The Brazilian president criticized the injunction sought by Workers Party’s lawmaker Paulo Pimenta and said in a Twitter post later that he had decided on the “compulsory withdrawal of Venezuelan diplomatic corps.”
“This lawmaker is a staunch defender of the Chavez/Maduro regime,” Bolsonaro tweeted, referring to Venezuela’s late leftist leader Hugo Chavez and his successor President Nicolas Maduro.
The Brazilian president had ordered some 30 Venezuelan diplomats and consular staffers to leave his country by May 2.
Brazil withdrew the remainder of its diplomats from Caracas on April 17 and the Bolsonaro’s government had expected Venezuela to follow suit by Saturday, citing a verbal agreement on a reciprocal move to close each countries’ missions, according to Brazilian officials.
The government in Caracas underlined in a statement on Thursday that there had been no such negotiation and its diplomats would stay put, with Venezuelan Foreign Minister Jorge Arreaza saying Brazil was violating international law by forcing its diplomatic personnel to leave.
The far-right Brazilian president — who has been nicknamed the “Trump of the Tropics” and is known as an admirer of his American counterpart — followed Washington in recognizing Venezuela’s opposition figure Juan Guaido as the country’s leader last year.
Guaido is blamed for a political crisis in Venezuela when he unilaterally declared himself “interim president” of the country in January last year, rejecting the outcome of the May 2018 election, which Maduro had won.

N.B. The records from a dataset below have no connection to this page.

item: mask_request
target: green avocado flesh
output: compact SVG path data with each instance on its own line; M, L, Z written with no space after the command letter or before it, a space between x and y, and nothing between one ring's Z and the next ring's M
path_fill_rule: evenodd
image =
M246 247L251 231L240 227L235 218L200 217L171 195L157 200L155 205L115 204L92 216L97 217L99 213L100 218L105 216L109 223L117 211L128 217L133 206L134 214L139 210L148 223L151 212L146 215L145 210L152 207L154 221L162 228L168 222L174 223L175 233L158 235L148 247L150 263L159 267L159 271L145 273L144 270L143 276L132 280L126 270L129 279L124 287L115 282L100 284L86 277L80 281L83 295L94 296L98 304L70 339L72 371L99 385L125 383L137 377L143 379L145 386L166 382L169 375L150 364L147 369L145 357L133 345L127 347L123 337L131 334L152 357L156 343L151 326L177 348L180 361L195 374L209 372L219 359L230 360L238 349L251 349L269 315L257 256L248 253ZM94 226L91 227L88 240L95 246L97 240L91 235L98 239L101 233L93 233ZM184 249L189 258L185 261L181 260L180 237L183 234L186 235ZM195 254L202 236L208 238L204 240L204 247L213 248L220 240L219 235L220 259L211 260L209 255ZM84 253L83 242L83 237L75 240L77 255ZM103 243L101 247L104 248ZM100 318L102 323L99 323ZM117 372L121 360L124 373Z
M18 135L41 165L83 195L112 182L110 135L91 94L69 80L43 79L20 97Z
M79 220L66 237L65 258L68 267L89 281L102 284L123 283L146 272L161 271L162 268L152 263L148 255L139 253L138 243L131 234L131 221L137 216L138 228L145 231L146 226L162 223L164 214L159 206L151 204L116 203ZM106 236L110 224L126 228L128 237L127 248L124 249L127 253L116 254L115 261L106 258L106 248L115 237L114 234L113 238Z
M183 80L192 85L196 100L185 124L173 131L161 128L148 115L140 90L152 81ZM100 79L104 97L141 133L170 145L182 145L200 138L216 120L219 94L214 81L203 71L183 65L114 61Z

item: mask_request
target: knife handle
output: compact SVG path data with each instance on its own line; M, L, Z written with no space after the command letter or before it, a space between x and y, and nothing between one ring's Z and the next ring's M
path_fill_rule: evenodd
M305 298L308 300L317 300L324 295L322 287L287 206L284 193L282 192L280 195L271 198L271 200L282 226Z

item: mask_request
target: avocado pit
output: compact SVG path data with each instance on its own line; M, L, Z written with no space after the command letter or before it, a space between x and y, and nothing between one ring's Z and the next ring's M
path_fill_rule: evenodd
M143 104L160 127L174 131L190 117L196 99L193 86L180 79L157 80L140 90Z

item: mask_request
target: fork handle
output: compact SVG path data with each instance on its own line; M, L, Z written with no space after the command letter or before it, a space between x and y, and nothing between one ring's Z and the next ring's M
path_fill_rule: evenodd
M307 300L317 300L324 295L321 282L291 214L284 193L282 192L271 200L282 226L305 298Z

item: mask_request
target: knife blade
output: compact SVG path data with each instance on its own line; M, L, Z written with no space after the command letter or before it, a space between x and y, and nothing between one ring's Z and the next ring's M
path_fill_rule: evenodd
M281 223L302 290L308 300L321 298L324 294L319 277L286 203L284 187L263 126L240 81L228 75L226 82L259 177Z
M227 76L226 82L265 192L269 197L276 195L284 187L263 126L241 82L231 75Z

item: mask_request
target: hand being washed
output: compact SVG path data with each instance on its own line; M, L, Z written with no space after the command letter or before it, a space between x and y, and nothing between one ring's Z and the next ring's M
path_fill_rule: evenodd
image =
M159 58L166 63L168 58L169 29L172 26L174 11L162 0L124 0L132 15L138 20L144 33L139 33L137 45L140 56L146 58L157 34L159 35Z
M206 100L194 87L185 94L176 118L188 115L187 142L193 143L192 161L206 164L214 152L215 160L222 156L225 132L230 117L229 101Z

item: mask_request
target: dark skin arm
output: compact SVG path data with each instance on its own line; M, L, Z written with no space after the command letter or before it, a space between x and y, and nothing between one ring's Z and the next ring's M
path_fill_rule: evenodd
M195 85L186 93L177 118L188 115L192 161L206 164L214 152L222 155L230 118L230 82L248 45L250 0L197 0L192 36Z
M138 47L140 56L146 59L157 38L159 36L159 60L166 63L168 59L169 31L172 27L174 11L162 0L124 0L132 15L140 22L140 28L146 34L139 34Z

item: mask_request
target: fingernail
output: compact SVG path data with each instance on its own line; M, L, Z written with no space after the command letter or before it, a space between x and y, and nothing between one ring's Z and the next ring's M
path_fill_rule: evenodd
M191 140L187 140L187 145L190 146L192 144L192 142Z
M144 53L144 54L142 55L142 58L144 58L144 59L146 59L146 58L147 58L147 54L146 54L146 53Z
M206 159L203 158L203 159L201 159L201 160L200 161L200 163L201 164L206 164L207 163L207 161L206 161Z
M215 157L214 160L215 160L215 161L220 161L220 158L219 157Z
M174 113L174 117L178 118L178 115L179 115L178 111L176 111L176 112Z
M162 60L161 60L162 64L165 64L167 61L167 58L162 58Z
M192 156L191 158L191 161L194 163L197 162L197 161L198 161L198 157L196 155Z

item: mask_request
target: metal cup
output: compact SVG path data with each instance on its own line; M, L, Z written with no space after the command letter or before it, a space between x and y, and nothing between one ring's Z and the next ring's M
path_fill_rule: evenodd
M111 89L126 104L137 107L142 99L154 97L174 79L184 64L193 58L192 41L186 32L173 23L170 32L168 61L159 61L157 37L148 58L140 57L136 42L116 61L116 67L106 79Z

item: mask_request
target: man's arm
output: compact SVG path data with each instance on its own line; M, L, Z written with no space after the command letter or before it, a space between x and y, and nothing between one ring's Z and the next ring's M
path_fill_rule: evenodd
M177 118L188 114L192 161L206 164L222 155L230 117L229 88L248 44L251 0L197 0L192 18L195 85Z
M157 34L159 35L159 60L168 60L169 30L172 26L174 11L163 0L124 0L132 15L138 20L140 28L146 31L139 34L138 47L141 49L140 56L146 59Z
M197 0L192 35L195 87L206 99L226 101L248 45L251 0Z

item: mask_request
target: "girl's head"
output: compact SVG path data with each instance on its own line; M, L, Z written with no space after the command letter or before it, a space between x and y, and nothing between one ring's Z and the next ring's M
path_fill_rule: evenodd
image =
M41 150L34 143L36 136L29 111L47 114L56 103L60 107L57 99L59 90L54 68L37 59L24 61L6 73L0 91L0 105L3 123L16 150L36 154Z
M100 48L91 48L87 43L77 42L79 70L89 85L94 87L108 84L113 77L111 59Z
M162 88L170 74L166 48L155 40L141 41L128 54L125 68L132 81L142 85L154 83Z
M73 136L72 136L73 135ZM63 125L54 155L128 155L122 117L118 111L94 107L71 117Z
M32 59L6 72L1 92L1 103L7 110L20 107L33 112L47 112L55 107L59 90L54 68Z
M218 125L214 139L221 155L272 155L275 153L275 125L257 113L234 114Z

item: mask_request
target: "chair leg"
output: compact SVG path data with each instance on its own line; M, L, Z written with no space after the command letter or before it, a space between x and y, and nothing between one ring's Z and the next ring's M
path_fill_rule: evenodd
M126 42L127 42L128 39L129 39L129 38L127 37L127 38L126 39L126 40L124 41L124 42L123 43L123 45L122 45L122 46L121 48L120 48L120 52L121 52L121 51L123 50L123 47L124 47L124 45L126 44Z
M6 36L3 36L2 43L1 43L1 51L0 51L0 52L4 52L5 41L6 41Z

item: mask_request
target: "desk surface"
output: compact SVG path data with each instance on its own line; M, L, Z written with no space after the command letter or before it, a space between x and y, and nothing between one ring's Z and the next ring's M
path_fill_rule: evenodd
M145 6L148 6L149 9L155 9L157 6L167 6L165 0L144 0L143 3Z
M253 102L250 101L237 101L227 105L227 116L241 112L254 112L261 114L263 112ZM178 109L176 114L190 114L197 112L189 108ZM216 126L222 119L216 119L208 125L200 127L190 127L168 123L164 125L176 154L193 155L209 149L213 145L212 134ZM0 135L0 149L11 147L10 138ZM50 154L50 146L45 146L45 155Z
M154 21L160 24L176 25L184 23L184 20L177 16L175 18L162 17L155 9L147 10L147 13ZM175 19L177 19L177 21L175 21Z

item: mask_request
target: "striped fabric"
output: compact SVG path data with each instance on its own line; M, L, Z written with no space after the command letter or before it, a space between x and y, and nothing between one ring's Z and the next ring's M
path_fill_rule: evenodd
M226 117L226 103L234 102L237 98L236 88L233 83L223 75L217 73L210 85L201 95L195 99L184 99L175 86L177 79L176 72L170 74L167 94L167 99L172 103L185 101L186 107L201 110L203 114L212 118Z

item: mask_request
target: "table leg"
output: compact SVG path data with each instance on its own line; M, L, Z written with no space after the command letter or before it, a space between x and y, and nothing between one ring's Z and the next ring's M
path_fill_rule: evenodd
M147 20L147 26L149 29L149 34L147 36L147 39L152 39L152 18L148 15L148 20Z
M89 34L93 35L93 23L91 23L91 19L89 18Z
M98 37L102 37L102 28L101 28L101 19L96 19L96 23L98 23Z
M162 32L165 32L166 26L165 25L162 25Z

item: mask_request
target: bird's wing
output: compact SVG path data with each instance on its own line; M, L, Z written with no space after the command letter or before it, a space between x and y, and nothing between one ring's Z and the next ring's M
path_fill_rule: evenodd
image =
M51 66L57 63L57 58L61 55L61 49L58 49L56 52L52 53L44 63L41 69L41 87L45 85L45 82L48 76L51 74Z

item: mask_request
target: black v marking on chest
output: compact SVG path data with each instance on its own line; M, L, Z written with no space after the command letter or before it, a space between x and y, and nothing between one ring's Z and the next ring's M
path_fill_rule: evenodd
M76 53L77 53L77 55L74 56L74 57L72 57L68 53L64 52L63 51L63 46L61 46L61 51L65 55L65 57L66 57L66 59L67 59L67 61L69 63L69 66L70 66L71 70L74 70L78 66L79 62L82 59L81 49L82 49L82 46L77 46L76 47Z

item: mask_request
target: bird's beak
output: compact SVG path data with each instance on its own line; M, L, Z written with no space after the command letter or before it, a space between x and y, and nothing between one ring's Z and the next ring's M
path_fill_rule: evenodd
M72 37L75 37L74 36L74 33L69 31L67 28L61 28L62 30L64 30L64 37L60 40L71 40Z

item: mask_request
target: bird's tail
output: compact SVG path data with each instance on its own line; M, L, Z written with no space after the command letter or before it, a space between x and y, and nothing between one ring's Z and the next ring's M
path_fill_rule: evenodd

Guaido later launched an abortive coup against the elected government.
His self-proclamation as president and his coup received backing from Washington, which has since been carrying out a pressure campaign against Maduro’s government and has urged the Venezuelan armed forces to turn against him.
The US administration, which has imposed several rounds of sanctions on the country, has also confiscated the country’s state oil assets based in the US in order to channel them to Guaido.
The US and another of its allies in the region had already shut down their embassies in Caracas, expelled Maduro’s diplomats, and accepted envoys aligned with Guaido as ambassadors.
But European countries have continued to host Maduro officials and maintained a diplomatic presence in the country.